DealLawyers.com Blog

August 21, 2018

Private Equity: Importance of Corporate Opportunity Carve-Outs

The “corporate opportunity” doctrine provides that a corporate fiduciary who take a business opportunity that might have been instead given to the corporate entity is liable to the company for any resulting gains.  If you’re a private equity fund with portfolio companies in similar industries, this can create some thorny problems.

However, this Ropes & Gray memo (p. 11) reviews the Delaware Chancery Court’s recent decision in Alarm.com Holdings v. ABS Capital Partners, (Del. Ch.; 6/18) and says that putting in place well drafted contractual carve-outs at the outset of a business relationship can go a long way to preventing corporate opportunity problems from arising. Here’s an excerpt:

This decision highlights that financial sponsors should seek to draft transaction and governance documents to make clear that the sponsor may have invested in the target’s competitors, may invest in those competitors in the future, and is not subject to the “corporate opportunity” doctrine.
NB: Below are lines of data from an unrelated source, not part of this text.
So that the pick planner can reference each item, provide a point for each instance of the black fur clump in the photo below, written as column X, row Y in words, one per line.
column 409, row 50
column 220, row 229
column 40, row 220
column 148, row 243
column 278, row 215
While it is not always commercially possible to do so, it is also desirable for such language to also include express “residual information” disclaimers noting that there is information the investor may learn about the target through its investment that it cannot then remove from its collective knowledge, as well as language stating clearly that parallel investments are permissible. Such language could prevent claims for breach of fiduciary duty or misappropriation of trade secrets, or, at a minimum, provide the sponsor with strong arguments to support a motion to dismiss if such claims are asserted.